Sergei Rachmaninoff | 20th century Russian composer, pianist and conductor Sergey Rachmaninoff drawn with Adobe Fresco by Linda Evans Davis on iPad Pro.

Nesta nota você tem acesso à playlist completa e excertos do roteiro. Esta edição foi transmitida nos dias 09 e 10 de setembro de 2023, às 7h30 e às 22h, respectivamente, na Rádio Câmara FM 96,9, com apresentação de Ana Lucia Andrade. Para ouvir o programa em streaming clique AQUI.

Playlist

Sinfonia n. 1 em Ré menor Op. 13 (Rachmaninoff)

Philadelphia Orchestra

Yannick Nézet-Séguin (regente)

Roteiro (excertos)

Em certa medida, todo jovem artista precisa de uma mão bondosa daquele que é mais experiente e já vem na estrada há mais tempo. No início de sua carreira, foi exatamente o que Rachmaninoff, aos 19 anos de idade, encontrou em Tchaikovsky, abrindo-lhe uma oportunidade de ouro e as portas para o sucesso. Faz parte de todo bom e desejável processo educacional, na formação de indivíduos cidadãos e de profissionais de carreira, que um discípulo receba por ofício de seu mestre o primeiro bom empurrão. Anseio de um e dever do outro. Mais que a simples forma de aconselhar sobre como e quando dar os primeiros passos, Tchaikovsky conseguiu que a primeira ópera do novato fosse apresentada no Teatro Imperial ao lado de uma das suas. Era o ano de 1892, quando Rachmaninoff também se diplomou no Conservatório de Moscou, e sua promissora carreira tinha início. Muito lhe veio com certa facilidade, mas não sem os percalços próprios de qualquer caminho. A vida lhe daria um outro e decisivo empurrão. Em 1895, anos depois daquela que mais tarde ficou conhecida como Sinfonia da Juventude, compilada a partir de fragmentos escritos nos tempos de Conservatório, Rachmaninoff cria sua Sinfonia n. 1. A estreia foi um desastre completo, com consequências pesadas que se fizeram abater na saúde do compositor, mas que apesar de sua má recepção inicial, passou a ser vista como uma representação dinâmica da tradição sinfônica russa. Conforme declarou o compositor britânico Robert Simpson, “uma obra poderosa por si só, proveniente de Borodin e de Tchaikovsky, mas convicta, individual, finamente construída, e tendo alcançado uma expressão genuinamente trágica e heroica que está muito acima do pathos de sua música posterior.”

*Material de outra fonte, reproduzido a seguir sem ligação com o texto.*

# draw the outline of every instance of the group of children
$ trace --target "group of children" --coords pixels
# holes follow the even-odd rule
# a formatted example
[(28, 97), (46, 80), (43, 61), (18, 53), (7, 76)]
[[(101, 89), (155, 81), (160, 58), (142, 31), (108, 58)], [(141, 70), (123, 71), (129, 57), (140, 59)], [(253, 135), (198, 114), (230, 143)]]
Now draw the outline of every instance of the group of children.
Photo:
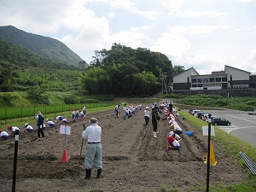
[[(41, 112), (38, 112), (35, 115), (35, 118), (37, 119), (37, 122), (38, 122), (38, 118), (39, 116), (43, 116), (43, 114), (41, 113)], [(45, 120), (45, 122), (44, 122), (44, 124), (42, 125), (40, 125), (40, 127), (38, 127), (38, 131), (40, 130), (40, 133), (42, 132), (43, 135), (44, 135), (44, 130), (46, 127), (55, 127), (56, 125), (63, 125), (63, 124), (67, 124), (68, 121), (66, 118), (64, 118), (63, 116), (56, 116), (55, 118), (55, 122), (49, 119), (47, 119)], [(38, 124), (37, 124), (38, 126)], [(21, 131), (19, 127), (17, 126), (7, 126), (7, 130), (9, 131), (9, 134), (7, 131), (4, 131), (3, 130), (0, 130), (0, 139), (1, 140), (6, 140), (8, 139), (10, 136), (15, 136), (16, 131), (18, 131), (19, 135), (20, 135)], [(26, 131), (27, 133), (32, 133), (33, 131), (34, 128), (29, 125), (28, 123), (24, 124), (24, 131)], [(40, 134), (39, 134), (40, 135)], [(43, 136), (42, 136), (43, 137)], [(38, 138), (40, 138), (40, 137), (38, 136)]]
[(86, 108), (84, 105), (82, 105), (82, 109), (79, 110), (78, 108), (71, 109), (71, 115), (73, 122), (76, 120), (84, 120), (86, 119)]
[(183, 130), (177, 122), (179, 114), (176, 111), (173, 111), (172, 106), (172, 103), (168, 103), (166, 101), (164, 101), (160, 104), (160, 108), (162, 109), (165, 113), (162, 119), (168, 121), (168, 126), (171, 131), (166, 139), (166, 148), (179, 149), (180, 141), (182, 140), (180, 135), (183, 133)]

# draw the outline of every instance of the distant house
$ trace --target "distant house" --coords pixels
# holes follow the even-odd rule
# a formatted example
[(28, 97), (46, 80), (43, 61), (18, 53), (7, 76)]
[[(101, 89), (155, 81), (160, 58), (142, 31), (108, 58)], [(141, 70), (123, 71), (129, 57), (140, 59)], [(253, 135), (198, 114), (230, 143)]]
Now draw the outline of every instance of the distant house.
[(224, 71), (200, 75), (194, 67), (173, 77), (173, 91), (256, 88), (256, 74), (224, 66)]

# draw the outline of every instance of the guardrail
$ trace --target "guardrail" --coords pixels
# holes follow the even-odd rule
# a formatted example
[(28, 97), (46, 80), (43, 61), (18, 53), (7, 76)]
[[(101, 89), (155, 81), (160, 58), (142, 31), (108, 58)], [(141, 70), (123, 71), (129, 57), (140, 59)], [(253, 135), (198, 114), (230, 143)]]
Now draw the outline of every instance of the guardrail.
[(241, 151), (239, 152), (240, 157), (244, 160), (248, 169), (253, 175), (256, 175), (256, 164)]

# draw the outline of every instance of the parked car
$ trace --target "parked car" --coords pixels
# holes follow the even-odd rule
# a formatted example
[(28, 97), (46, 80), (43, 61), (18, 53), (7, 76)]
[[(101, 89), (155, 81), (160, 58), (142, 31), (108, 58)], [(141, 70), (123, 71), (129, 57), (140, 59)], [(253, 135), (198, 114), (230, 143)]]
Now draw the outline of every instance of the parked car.
[(199, 110), (199, 109), (194, 109), (192, 112), (191, 112), (191, 114), (192, 115), (195, 115), (195, 113), (196, 113), (197, 112), (200, 112), (201, 110)]
[(196, 108), (191, 108), (191, 109), (189, 110), (189, 113), (192, 114), (192, 112), (193, 112), (194, 110), (197, 110), (197, 109), (196, 109)]
[(231, 122), (224, 118), (213, 118), (212, 124), (214, 125), (230, 125)]

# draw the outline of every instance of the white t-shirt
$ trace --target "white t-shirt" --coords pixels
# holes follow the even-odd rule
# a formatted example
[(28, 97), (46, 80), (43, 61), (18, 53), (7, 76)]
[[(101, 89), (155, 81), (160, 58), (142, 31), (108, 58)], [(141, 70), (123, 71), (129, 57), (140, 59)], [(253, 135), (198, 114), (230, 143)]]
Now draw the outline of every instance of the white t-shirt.
[(144, 113), (145, 113), (145, 116), (146, 117), (150, 117), (150, 111), (149, 110), (144, 110)]
[(173, 147), (179, 147), (179, 143), (175, 139), (175, 140), (172, 142), (172, 145), (173, 145)]
[(0, 132), (0, 136), (1, 137), (3, 137), (3, 136), (9, 136), (9, 134), (6, 131), (2, 131), (2, 132)]
[(26, 125), (26, 129), (27, 129), (27, 130), (33, 130), (32, 126), (30, 125)]

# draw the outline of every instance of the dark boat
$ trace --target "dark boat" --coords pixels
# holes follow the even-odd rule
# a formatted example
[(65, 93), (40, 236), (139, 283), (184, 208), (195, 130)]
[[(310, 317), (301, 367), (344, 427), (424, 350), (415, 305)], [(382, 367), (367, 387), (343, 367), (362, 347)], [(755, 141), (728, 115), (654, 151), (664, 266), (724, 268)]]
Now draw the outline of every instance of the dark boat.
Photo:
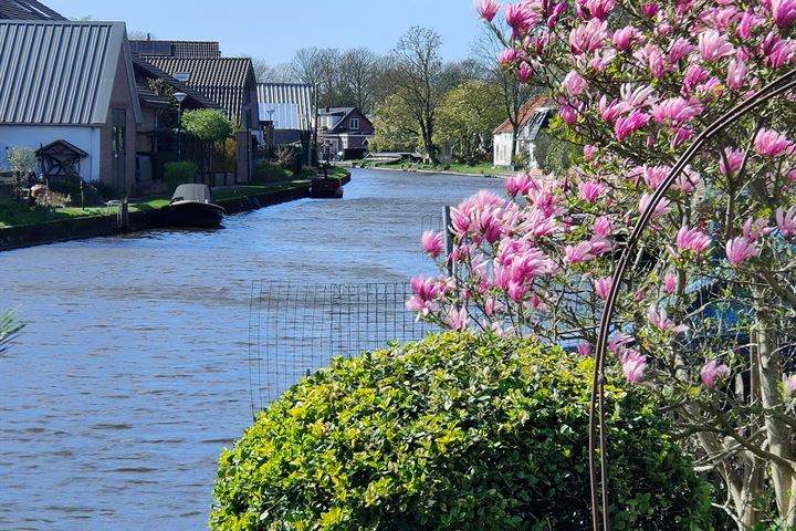
[(310, 185), (310, 197), (339, 199), (343, 197), (341, 179), (314, 177)]
[(179, 185), (168, 205), (160, 209), (166, 227), (213, 228), (221, 225), (227, 210), (216, 205), (207, 185)]

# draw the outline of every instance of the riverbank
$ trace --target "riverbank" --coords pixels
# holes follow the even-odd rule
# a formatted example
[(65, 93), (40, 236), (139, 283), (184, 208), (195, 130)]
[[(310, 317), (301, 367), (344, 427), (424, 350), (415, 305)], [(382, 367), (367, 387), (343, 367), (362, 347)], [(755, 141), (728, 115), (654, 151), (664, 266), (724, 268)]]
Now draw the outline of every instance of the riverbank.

Em 1896, encorajado por Taneyev e Glazunov, o notável filantropo e mecenas Mitrofan Belyayev programou a Sinfonia n. 1 de Rachmaninoff na temporada de 1897 dos Concertos Sinfônicos Russos, série destinada à execução de obras orquestrais de jovens compositores russos. Belyayev também publicava e divulgava obras de compatriotas com recursos próprios, além de ter fundado o Círculo Belyayev encabeçado por Rimsky-Korsakov, integrante do Grupo dos Cinco. A estreia em São Petersburgo, sob a regência de Glazunov, foi desastrosa e constrangedora por duas razões principais: a falta de ensaios necessários e a condução de um regente embriagado. Ao passo que a regência não era o seu forte, o respeitado e talentoso compositor Glazunov, conforme dito pelo aluno Shostakovich, bebia durante as aulas através de um tubo escondido atrás de sua mesa no Conservatório de São Petersburgo. Para completar, César Cui, também do Grupo dos Cinco, desqualificou a obra e o compositor no jornal em crítica que dizia que: “Se houvesse um conservatório no inferno, e se um dos seus alunos talentosos tivesse de compor uma sinfonia baseada na história das dez pragas do Egito, e se compusesse uma sinfonia como a do Sr. Rachmaninoff, ele teria cumprido sua tarefa de forma brilhante e iria deliciar os habitantes do inferno”. Mas a vida dá voltas e infalivelmente faz justiça!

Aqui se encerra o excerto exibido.